An unreliable US leaves the door open to Beijing | Editorial

China uses coercive means to advance interests, from market access to maritime issues

This has been a momentous week in global affairs, with the raucous G7 summit, the meeting between the US president and the leader of North Korea, and Washington’s decision to impose up to $50bn in tariffs on China. The impact on Asia will be particularly profound.
The confluence could precipitate a Sputnik-like moment for the continent’s leaders. Many of them may begin to rethink the strategic order in Asia and their own security and economic alignments. They will be asking fundamental questions: is the US still a reliable ally and partner? Do institutions like the G7 matter? Are nuclear weapons and arms races making a comeback? Does liberal trade have a future? Their answers will be driven by at least three factors.
First, US president Donald Trump has moved beyond unpredictable and impulsive behaviour, which many now expect and can live with. He was deliberately provocative and intentionally disruptive of both allies and institutions that have been bedrocks of US strategy. At the G7, which the US historically leads, Mr Trump arrived late and left early, picked a fight with Canada, called for Russia to be readmitted and refused to sign the final communique.
At the Singapore summit with North Korea, Mr Trump unilaterally cancelled the US’s annual South Korea military drills without consulting either Seoul or Tokyo (and perhaps the Pentagon too). He then declared North Korea was “no longer a nuclear threat” and repeated an earlier wish to save money by withdrawing US forces from South Korea.
US and China inch closer to a trade war
For many Asian policymakers, Mr Trump’s behaviour is a flashing red light. They play the long game, value clear communication and want a strong American presence in the region. Given Mr Trump’s apparent lack of interest in the long term, Asian leaders may start reducing their exposure to Washington’s disruptive acts. Of course, there won’t be overnight shifts and most leaders will probably hold off on big changes until the next US presidential election in 2020. But, some countries could start to limit their vulnerability to US trade actions and hedge their reliance on US security commitments.
Japan’s prime minister, Shinzo Abe, who actively courted Mr Trump, would have to respond if the US targeted imposed tariffs on automobiles and auto parts. Allies have their limits.
For many in Asia, this situation coincides with a dangerous time: China is increasingly using coercive means to advance interests ranging from market access to maritime issues. Normally, Asian countries opt for close relations with the US to offset Chinese pressure, but that approach is now costly.

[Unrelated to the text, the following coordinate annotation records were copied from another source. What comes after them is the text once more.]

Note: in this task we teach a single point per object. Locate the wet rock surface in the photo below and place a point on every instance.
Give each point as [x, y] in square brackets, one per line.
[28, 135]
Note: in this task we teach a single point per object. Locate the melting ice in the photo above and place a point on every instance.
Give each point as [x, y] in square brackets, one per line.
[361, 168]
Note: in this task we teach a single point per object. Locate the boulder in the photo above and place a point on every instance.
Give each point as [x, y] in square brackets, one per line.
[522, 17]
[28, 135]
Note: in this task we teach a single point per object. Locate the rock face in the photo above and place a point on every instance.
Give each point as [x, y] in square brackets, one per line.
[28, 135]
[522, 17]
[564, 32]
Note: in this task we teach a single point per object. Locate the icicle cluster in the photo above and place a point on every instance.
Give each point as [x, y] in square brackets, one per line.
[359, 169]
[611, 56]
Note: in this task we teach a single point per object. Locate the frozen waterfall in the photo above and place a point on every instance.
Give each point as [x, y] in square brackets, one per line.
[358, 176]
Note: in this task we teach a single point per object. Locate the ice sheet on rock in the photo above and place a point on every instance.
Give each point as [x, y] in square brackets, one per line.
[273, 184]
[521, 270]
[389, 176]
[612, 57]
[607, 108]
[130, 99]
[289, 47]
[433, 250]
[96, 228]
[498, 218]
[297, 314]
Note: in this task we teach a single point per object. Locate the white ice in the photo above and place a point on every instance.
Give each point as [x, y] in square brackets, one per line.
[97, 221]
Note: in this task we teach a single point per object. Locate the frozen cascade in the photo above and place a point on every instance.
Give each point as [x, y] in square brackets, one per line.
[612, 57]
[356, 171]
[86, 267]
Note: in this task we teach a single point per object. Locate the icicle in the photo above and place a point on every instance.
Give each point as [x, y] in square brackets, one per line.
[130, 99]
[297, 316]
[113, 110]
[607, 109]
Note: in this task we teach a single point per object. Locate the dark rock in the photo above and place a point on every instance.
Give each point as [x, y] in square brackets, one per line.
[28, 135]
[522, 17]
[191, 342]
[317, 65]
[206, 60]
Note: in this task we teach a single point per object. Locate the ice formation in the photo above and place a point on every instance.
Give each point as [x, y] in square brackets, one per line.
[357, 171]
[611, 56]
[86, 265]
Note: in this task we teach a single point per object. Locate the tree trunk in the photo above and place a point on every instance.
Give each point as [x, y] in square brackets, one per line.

Second, the Singapore summit substantially increases the chances of North Korea becoming the next de facto nuclear weapon state — the Pakistan of east Asia. The US elicited no new commitments from Kim Jong Un; if anything the US moved towards Pyongyang’s formulation for denuclearisation. Yet North Korea received the validation it has been seeking for decades.
At best, both sides agreed to establish a process to negotiate denuclearisation, but the last 30 years are littered with examples of North Korea recycling the same commitments and using time to its advantage. Mr Trump’s miscalculation is to assume he retains leverage over North Korea through sanctions. Though UN sectoral sanctions remain in place, the Chinese government and private firms have restarted commercial activities that give Mr Kim time and space. Others in Asia will follow.
A nuclear North Korea will reorder security affairs across Asia. New nuclear powers will not pop up overnight, but militarised security competition may become the new normal. That matters for a region which accounts for almost 60 per cent of global growth and 40 per cent of global output. There will also be demands for greater US security presence. Meeting them would antagonise China. But without a larger US commitment, some Asian countries may opt for unilateral military build ups or alignment with China.
Third, this week’s events redound to China’s strategic benefit, as President Xi Jinping promotes a more statist view of overseas investment, a more coercive approach to diplomacy and an ideological slant to its role in the region. The G7 drama made a remarkable contrast to the comity of this week’s annual summit of the Shanghai Cooperation Organisation held in Qingdao, China. While SCO members do not remotely compare in economic heft to the G7, Mr Xi used the event to once again articulate his economic vision, which puts China at the centre of setting global rules and standards for technology and commerce.
In Asia, national security is fundamentally about economic strength. Greater dependence on China — real or perceived — could alter diplomatic alignments when the US looks unreliable, distracted, and even provocative. As challenging as dealing with China may be for many Asian countries, Mr Trump’s confrontational strategies are making that alternative look attractive. Beijing may be betting on it.